No alimenten a la fiera
Con retraso y tibieza, la Comisión Europea ha reaccionado finalmente a la deriva autoritaria iniciada por Viktor Orbán desde que, en abril de 2010, ganó las elecciones en Hungría por goleada. El retraso hizo posible que Orbán presidiera durante el primer semestre de 2011 la Unión Europea con una ley mordaza a la prensa en vigor y que lanzara, también en pleno mandato, una reforma constitucional que vulnera principios fundamentales democráticos de la UE.
El retraso es inexplicable y ha hecho un flaco favor a la causa europea. Alegar que la crisis es razón suficiente para haber hecho caso omiso del nacimiento de un monstruo de tendencias antidemocráticas en su seno es como aceptar que hay que conformarse con un entramado institucional meramente comercial y financiero renunciando al alma política que dio aliento al proyecto europeo después de la Segunda Guerra Mundial.
La lentitud ha sido exasperante. Hace más de un año que la OSCE alertó sobre el caso húngaro. Durante este tiempo, han alzado la voz organizaciones de Derechos Humanos y el Partido Socialista Europeo, entre otros, además de la Eurocámara y los Gobiernos de Alemania, Francia y Estados Unidos. La tibieza viene dada por la decisión de basar la apertura del expediente en motivos técnicos que eluden la razón principal. Puede que acusar al Gobierno magiar de vulneraciones concretas del Tratado de la UE relativas al Banco Central o la protección de datos sea la vía más práctica y segura de ganar la batalla ante el Tribunal Europeo de Luxemburgo, pero emite una señal demasiado endeble sobre la ambición con la que los líderes europeos defienden los valores fundamentales sobre los que se asienta la Unión. Estos son, según el Tratado, el respeto a la libertad, la democracia y la igualdad (artículo 2). El mismo texto legal permite (artículo 7) la anulación del derecho del voto a un Estado miembro que viole tales valores.

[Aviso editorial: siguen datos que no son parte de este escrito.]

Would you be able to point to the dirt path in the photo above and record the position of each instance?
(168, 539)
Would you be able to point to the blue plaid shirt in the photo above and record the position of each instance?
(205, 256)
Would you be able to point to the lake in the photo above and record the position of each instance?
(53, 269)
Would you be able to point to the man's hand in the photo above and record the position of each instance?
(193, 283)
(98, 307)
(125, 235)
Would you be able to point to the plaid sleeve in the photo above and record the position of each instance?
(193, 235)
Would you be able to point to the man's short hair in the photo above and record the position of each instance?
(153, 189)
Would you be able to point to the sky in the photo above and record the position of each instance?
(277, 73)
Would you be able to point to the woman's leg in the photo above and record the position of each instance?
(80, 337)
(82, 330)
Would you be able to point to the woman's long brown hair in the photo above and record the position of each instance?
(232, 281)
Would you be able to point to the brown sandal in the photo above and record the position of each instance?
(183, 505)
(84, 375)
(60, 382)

Sin necesidad de escudriñar articulados, lo cierto es que la UE ha sido siempre un referente democrático. España sabe bien hasta qué punto era imprescindible cumplir con esos estándares para entrar en el club. Lo contrario habría sido un jarro de agua fría para la oposición democrática. Países terceros, como Cuba, que desearían mejorar sus relaciones con Europa, sufren el desplante europeo por la misma causa. Otros, como Turquía, acumulan ya décadas de frustración llamando a la puerta para entrar.
Permanecer impertérritos ante derivas autoritarias de los que ya han accedido al club es una doble vara de medir que desvirtúa la naturaleza de la UE y que la erosiona allá donde reside la razón política de su existencia y de su éxito como proyecto común. Se cometió tal error frente a Silvio Berlusconi y se actuó con demasiada tibieza -pero se actuó al fin y al cabo- frente a Austria por el caso del ultraderechista Jörg Haider. El caso húngaro se suma a una corriente creciente de euroescepticismo, favorecido por las dificultades financieras europeas. La renuncia a defender con uñas y dientes los estándares democráticos que distinguen a este club solo seguirá alimentando a la fiera de ese escepticismo.